My first (non-RSS) recipe is almost working. It is a little odd because it is not pulling up an article per se but IMDB search results.
When I had auto_cleanup set to False, it made me appreciate the value of auto_cleanup. So now when I use it, I find I need auto_cleanup_keep, but for some reason the line
Code:
auto_cleanup_keep = "//div[@id='titleStoryLine']"
seems to grab the DidYouKnow section even though DidYouKnow has its own ID. I tried different DIVs that I thought would also work, and I tried linearize_tables but it didn't seem to do anything. Any suggestion?
Code:
from calibre.web.feeds.news import BasicNewsRecipe
class IMDBTopMoviesHi9999(BasicNewsRecipe):
language = 'en'
__author__ = 'ireadtheinternet'
oldest_article = 999999
max_articles_per_feed = 9999
no_stylesheets = True
no_javascript = True
auto_cleanup = True
auto_cleanup_keep = "//div[@id='titleStoryLine']"
# For some unknown reason this also keeps //div[@id='titleDidYouKnow']

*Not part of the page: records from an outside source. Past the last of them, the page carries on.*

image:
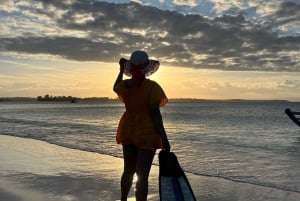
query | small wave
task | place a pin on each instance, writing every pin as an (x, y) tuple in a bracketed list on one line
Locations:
[(238, 180)]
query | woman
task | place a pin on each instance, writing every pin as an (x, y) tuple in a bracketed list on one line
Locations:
[(140, 129)]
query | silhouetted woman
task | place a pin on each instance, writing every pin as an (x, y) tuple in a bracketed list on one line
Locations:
[(140, 129)]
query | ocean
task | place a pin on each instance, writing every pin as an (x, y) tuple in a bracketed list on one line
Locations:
[(242, 141)]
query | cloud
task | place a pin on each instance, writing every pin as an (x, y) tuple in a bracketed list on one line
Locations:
[(108, 31)]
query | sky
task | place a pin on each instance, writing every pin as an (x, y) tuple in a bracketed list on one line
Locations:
[(208, 49)]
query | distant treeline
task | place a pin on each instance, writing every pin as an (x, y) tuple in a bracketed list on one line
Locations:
[(48, 97)]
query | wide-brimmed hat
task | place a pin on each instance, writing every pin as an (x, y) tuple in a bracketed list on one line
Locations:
[(141, 60)]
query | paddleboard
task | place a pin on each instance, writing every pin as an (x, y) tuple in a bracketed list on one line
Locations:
[(292, 116), (173, 183)]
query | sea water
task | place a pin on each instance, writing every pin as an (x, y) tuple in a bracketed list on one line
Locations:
[(243, 141)]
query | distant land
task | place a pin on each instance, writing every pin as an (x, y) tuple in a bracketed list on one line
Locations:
[(71, 99)]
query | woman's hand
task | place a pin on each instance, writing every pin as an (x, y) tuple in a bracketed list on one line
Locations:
[(166, 144)]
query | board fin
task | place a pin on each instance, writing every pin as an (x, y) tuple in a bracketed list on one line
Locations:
[(292, 115), (173, 184)]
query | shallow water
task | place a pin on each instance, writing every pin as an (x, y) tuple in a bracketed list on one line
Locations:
[(248, 142)]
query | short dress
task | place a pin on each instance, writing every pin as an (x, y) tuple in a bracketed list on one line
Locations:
[(136, 126)]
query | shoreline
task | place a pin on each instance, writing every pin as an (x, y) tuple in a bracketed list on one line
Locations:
[(33, 170)]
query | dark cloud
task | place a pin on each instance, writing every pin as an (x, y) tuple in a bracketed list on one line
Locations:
[(112, 30)]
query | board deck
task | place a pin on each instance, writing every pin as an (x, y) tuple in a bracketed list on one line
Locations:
[(173, 184)]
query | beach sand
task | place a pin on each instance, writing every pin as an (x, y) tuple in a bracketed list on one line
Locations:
[(32, 170)]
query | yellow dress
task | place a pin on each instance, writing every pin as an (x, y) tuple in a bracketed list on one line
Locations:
[(136, 126)]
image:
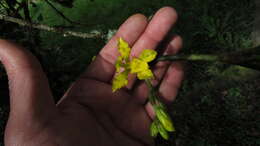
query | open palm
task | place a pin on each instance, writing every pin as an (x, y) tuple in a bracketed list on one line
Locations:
[(89, 113)]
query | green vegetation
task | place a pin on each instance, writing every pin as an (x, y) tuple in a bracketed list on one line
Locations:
[(217, 104)]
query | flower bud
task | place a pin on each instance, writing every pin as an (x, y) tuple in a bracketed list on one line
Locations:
[(153, 129), (165, 119), (162, 131)]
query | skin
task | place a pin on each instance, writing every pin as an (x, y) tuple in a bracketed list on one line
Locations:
[(89, 113)]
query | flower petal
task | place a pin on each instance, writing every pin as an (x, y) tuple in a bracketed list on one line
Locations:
[(147, 55), (137, 65), (145, 74), (119, 63), (123, 48), (119, 81)]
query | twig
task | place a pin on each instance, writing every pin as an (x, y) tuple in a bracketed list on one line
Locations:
[(51, 29), (61, 14)]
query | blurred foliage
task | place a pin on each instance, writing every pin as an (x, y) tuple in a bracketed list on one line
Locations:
[(217, 104)]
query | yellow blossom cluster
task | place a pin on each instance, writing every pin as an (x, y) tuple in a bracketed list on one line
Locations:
[(124, 65)]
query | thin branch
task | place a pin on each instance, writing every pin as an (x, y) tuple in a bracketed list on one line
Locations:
[(51, 29), (61, 14)]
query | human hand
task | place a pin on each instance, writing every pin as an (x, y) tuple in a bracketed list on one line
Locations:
[(89, 113)]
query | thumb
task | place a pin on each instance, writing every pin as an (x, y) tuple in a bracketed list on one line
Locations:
[(30, 94)]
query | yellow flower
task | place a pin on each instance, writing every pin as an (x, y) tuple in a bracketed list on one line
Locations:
[(120, 81), (123, 49), (138, 65)]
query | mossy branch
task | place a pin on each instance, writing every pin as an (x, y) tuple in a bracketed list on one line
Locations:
[(51, 29), (247, 57)]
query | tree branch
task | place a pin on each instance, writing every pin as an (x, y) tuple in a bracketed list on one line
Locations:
[(52, 29), (60, 13)]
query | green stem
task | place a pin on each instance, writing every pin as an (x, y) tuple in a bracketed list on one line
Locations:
[(191, 57)]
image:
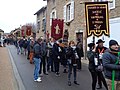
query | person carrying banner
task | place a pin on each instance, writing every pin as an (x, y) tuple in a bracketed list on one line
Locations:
[(99, 51), (91, 55), (111, 64), (72, 57)]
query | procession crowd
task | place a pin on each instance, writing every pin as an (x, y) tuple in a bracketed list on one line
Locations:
[(48, 55)]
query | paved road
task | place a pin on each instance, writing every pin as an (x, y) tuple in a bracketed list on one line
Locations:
[(49, 82)]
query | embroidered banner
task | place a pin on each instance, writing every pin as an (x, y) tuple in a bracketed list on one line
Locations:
[(57, 28), (97, 18)]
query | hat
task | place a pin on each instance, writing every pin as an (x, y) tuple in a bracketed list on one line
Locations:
[(113, 42), (91, 45), (99, 41)]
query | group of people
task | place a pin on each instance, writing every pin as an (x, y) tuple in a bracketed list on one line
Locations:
[(102, 59), (47, 56)]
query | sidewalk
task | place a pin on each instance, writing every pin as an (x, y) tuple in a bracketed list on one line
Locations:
[(7, 79)]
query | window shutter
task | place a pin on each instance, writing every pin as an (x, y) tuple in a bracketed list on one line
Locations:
[(64, 13), (50, 18), (72, 11)]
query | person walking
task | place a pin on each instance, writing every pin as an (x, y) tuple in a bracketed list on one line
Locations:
[(56, 57), (44, 57), (31, 51), (80, 52), (50, 64), (91, 55), (111, 64), (37, 59), (99, 51), (72, 57)]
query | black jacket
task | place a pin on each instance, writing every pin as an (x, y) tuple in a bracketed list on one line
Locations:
[(91, 55)]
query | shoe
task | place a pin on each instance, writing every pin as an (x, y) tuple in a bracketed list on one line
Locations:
[(69, 83), (75, 82)]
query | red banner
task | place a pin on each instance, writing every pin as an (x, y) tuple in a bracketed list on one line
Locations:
[(57, 28), (23, 31), (28, 30)]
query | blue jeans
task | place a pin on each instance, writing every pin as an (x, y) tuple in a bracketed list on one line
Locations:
[(37, 67)]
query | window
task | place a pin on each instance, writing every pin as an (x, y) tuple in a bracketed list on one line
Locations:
[(43, 24), (52, 15), (69, 11), (111, 3), (38, 25)]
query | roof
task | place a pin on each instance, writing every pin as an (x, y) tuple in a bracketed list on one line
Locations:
[(1, 30), (41, 10)]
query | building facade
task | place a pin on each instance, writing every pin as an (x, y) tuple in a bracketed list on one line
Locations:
[(73, 13), (41, 22)]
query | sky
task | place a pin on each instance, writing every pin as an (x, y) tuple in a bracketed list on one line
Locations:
[(14, 13)]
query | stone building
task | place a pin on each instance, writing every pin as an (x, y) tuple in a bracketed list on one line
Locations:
[(41, 22), (73, 13)]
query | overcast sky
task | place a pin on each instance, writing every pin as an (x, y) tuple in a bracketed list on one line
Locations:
[(14, 13)]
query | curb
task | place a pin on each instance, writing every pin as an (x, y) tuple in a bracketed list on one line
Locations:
[(20, 85)]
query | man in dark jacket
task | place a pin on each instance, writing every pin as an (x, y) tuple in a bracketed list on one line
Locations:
[(111, 63), (99, 51)]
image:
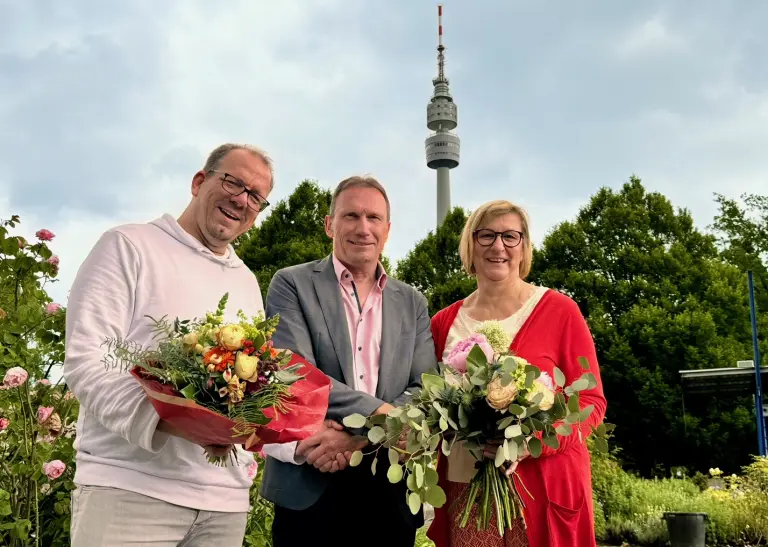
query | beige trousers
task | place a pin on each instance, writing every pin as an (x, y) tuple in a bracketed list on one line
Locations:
[(108, 517)]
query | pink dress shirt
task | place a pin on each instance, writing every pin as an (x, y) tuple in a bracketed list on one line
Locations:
[(364, 321)]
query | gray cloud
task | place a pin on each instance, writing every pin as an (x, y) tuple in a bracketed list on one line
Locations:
[(107, 111)]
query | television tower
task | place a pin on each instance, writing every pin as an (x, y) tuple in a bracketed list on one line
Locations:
[(442, 146)]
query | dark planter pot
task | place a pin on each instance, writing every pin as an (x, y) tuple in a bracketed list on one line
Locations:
[(686, 529)]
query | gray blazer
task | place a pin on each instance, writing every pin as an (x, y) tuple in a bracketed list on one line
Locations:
[(314, 325)]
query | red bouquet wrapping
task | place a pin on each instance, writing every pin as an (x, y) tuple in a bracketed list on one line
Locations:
[(224, 383), (306, 409)]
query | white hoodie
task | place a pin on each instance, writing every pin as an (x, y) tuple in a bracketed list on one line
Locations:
[(138, 270)]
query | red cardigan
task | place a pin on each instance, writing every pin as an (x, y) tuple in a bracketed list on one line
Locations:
[(560, 511)]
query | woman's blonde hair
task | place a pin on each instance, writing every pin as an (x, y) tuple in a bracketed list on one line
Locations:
[(481, 215)]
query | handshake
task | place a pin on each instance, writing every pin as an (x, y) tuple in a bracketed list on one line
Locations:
[(330, 449)]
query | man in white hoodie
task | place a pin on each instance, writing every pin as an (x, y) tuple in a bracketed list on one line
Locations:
[(139, 482)]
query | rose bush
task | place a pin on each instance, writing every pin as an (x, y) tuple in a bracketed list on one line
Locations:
[(36, 418)]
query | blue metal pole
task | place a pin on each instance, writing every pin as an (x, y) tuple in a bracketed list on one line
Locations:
[(761, 434)]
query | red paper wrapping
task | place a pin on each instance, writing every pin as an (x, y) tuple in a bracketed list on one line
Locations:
[(305, 412)]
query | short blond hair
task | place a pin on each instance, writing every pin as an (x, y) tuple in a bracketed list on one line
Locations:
[(486, 212)]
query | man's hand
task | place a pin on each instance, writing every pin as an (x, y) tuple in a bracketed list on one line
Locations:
[(330, 449)]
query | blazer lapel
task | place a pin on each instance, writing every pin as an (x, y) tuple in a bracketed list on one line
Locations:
[(327, 290), (390, 338)]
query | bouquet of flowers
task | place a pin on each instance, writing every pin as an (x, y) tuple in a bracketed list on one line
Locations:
[(480, 395), (224, 383)]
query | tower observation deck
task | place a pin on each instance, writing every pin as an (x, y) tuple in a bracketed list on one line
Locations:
[(442, 146)]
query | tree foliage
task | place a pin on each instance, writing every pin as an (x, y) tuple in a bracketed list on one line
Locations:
[(743, 234), (293, 233), (658, 300), (433, 265)]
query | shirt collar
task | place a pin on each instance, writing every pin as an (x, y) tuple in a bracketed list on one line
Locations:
[(343, 274)]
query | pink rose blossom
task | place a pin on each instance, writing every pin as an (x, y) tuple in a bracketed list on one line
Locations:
[(546, 380), (253, 469), (458, 356), (44, 235), (43, 413), (54, 469), (15, 377)]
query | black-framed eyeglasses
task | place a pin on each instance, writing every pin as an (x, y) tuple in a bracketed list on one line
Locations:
[(486, 238), (236, 187)]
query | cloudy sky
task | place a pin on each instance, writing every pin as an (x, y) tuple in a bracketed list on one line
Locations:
[(108, 108)]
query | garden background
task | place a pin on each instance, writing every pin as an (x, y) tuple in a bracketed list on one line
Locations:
[(659, 294)]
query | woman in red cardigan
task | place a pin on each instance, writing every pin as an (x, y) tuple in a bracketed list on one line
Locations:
[(548, 330)]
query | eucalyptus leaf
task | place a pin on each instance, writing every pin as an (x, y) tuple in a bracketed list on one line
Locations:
[(376, 434), (506, 422), (534, 447), (586, 411), (551, 441), (559, 377), (463, 418), (517, 410), (356, 459), (573, 403), (414, 502), (500, 456), (446, 447), (590, 378), (431, 477), (395, 473), (580, 385)]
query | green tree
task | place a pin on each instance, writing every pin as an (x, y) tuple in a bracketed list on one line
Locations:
[(293, 233), (433, 265), (743, 234), (658, 300)]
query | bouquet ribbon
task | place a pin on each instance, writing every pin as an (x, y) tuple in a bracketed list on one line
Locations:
[(306, 410)]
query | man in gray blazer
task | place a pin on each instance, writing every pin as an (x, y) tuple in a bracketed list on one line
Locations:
[(371, 335)]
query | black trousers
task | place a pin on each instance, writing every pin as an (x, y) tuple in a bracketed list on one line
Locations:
[(357, 509)]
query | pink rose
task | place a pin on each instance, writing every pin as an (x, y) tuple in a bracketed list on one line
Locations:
[(15, 377), (44, 235), (546, 380), (53, 470), (253, 469), (458, 356), (43, 413)]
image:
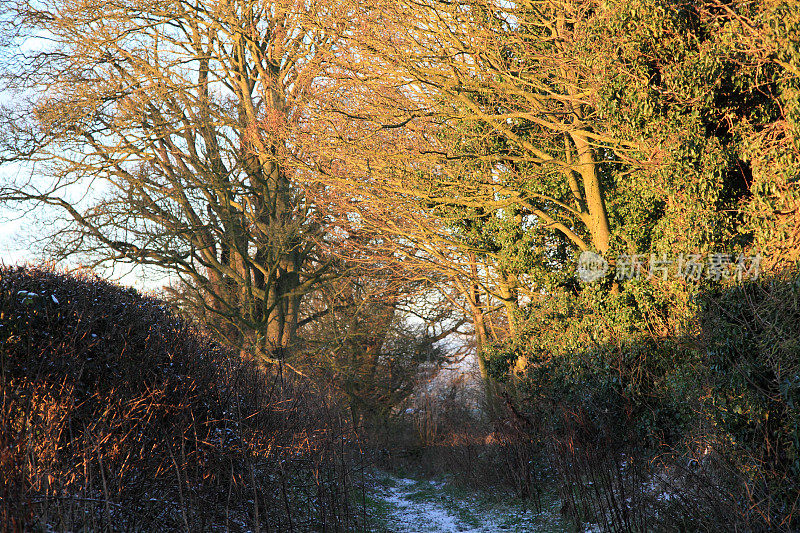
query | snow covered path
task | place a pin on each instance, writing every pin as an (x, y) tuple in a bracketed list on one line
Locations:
[(423, 506)]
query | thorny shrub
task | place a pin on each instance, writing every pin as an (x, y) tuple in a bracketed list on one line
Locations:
[(117, 415)]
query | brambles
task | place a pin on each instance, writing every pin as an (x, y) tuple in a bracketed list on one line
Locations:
[(117, 414)]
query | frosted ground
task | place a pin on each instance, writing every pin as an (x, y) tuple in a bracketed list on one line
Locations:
[(404, 505)]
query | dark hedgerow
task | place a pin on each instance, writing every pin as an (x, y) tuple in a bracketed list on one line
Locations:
[(116, 414)]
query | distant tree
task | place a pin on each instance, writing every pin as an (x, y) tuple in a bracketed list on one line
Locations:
[(168, 133)]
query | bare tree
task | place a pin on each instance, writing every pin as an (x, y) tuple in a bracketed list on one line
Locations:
[(182, 120)]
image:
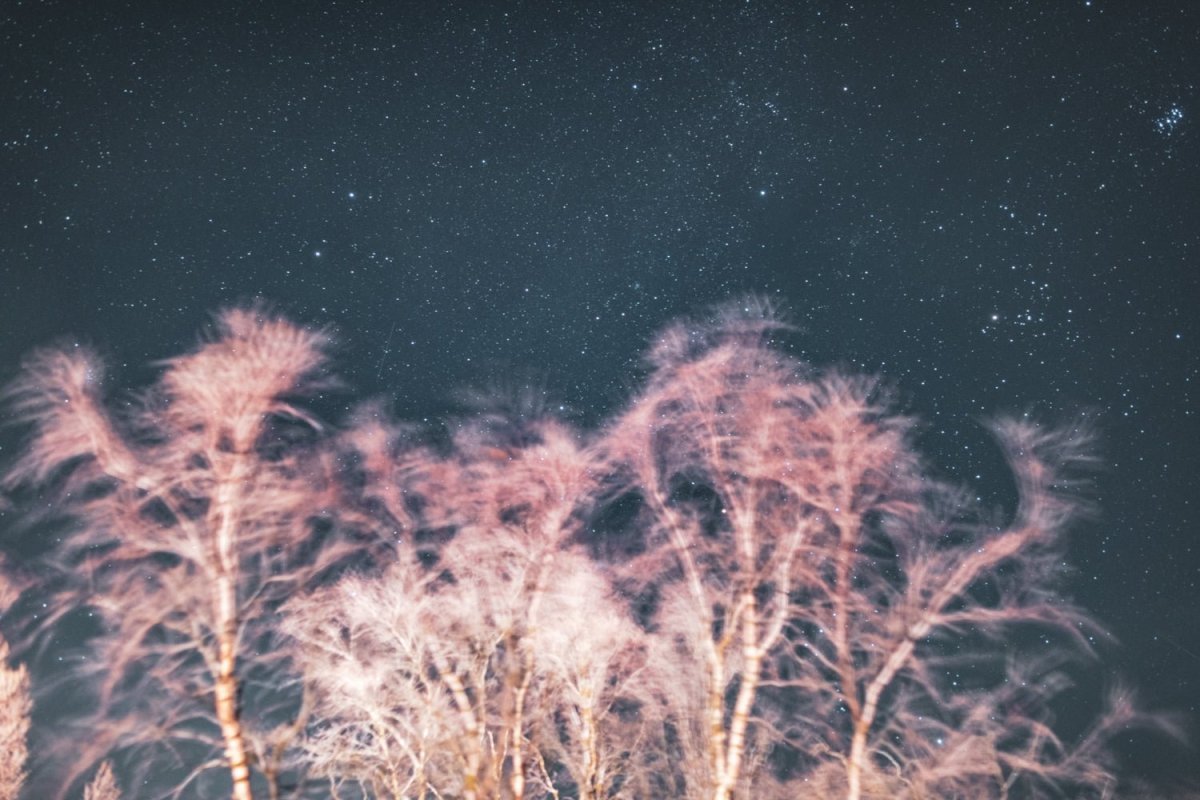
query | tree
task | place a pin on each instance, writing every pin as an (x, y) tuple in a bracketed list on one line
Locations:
[(15, 708), (747, 584), (492, 666), (193, 507), (823, 589)]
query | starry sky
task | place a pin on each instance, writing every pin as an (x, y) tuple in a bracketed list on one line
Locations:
[(991, 204)]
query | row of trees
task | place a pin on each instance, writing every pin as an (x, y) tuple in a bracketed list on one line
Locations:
[(745, 584)]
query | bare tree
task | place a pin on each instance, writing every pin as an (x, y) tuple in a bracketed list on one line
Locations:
[(803, 608), (825, 590), (103, 785), (193, 505), (15, 707), (495, 662)]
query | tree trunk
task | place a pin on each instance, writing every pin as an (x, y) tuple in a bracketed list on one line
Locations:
[(227, 691)]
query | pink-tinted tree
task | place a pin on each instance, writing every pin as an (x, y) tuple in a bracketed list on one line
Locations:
[(492, 667), (822, 589), (192, 509), (802, 608)]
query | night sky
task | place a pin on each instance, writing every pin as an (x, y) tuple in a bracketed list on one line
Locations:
[(995, 205)]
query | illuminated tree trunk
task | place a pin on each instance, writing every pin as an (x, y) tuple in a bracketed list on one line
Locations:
[(226, 503)]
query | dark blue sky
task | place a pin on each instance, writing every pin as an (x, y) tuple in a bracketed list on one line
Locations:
[(993, 204)]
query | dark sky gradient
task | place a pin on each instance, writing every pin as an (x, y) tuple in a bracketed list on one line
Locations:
[(996, 205)]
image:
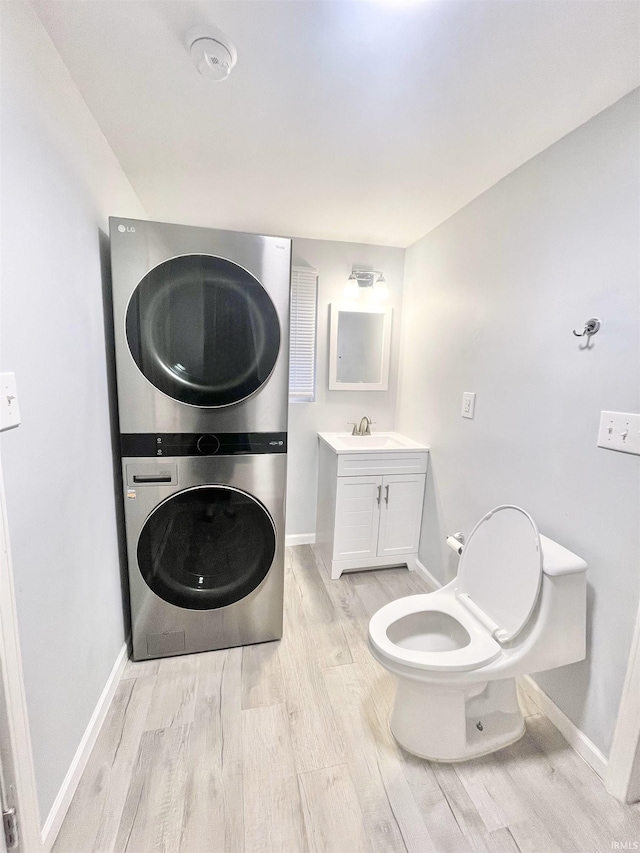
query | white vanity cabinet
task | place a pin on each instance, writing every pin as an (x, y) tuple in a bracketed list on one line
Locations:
[(369, 501)]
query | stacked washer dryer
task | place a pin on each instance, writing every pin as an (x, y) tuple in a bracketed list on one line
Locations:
[(202, 362)]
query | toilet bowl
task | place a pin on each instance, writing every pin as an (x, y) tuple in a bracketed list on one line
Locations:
[(517, 606)]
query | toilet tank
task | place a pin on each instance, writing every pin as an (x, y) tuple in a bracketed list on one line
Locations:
[(556, 634)]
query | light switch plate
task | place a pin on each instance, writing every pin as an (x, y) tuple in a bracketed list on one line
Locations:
[(468, 404), (620, 431), (9, 408)]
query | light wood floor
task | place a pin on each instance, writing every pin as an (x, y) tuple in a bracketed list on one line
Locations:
[(285, 747)]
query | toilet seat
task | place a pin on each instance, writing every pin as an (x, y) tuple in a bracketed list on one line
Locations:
[(492, 599), (480, 650)]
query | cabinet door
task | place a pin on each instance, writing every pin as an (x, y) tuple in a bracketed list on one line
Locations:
[(357, 517), (400, 514)]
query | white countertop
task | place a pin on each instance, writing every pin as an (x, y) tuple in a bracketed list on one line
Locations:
[(377, 442)]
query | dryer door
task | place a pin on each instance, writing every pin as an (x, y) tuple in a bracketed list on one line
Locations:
[(203, 330), (206, 547)]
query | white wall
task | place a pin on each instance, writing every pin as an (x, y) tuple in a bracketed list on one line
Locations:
[(60, 180), (332, 409), (491, 297)]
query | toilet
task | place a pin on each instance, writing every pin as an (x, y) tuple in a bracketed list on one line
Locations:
[(517, 606)]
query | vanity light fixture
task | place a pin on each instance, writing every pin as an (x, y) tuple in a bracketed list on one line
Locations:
[(362, 280)]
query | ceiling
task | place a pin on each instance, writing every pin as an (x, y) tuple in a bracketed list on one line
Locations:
[(363, 121)]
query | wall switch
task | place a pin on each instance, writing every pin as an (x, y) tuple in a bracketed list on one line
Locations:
[(9, 409), (468, 404), (619, 431)]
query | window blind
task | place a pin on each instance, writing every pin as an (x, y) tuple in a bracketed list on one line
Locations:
[(302, 354)]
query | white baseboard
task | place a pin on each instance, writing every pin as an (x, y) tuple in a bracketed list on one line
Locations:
[(426, 574), (576, 738), (68, 788), (300, 539)]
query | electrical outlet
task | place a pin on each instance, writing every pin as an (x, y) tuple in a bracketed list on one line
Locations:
[(9, 409), (619, 431), (468, 404)]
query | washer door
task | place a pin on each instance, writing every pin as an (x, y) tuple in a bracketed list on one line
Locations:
[(203, 330), (206, 547)]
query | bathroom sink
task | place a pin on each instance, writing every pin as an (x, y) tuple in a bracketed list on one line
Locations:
[(345, 442)]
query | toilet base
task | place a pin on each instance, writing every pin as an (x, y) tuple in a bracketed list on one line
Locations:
[(448, 724)]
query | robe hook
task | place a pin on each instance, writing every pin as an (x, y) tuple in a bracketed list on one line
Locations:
[(591, 327)]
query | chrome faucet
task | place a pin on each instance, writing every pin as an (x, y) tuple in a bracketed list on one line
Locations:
[(364, 428)]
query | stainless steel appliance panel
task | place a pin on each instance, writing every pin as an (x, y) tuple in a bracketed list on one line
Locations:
[(137, 247), (160, 628)]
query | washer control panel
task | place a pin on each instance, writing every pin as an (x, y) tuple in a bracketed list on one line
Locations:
[(201, 444)]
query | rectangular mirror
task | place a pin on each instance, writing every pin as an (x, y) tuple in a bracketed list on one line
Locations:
[(359, 348)]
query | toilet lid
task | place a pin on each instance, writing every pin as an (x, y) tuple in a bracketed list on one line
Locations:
[(501, 569)]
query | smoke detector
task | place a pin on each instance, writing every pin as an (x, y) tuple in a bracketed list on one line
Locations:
[(212, 52)]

conversion_options = {'linearize_tables' : True}
def parse_index(self):
toc = self.index_to_soup('http://www.imdb.com/search/title?languages=hi&num_votes=500,&production_status=released&sort=year,desc&title_type=feature&user_rating=7.0,10')
articles = []
for row in toc.findAll('td', attrs={'class':'title'}):
release_year = self.tag_to_string(row.find('span', attrs={'class':'year_type'}))
link = row.find('a')
title = self.tag_to_string(link) + " " + release_year
url = 'http://www.imdb.com' + link['href']
self.log('Found article:', link)
self.log('\t', url)
articles.append({'title':title, 'url':url, 'description':''})
self.title = self.tag_to_string(toc.find('h1'))
# only one section, so...
return [(self.title, articles)]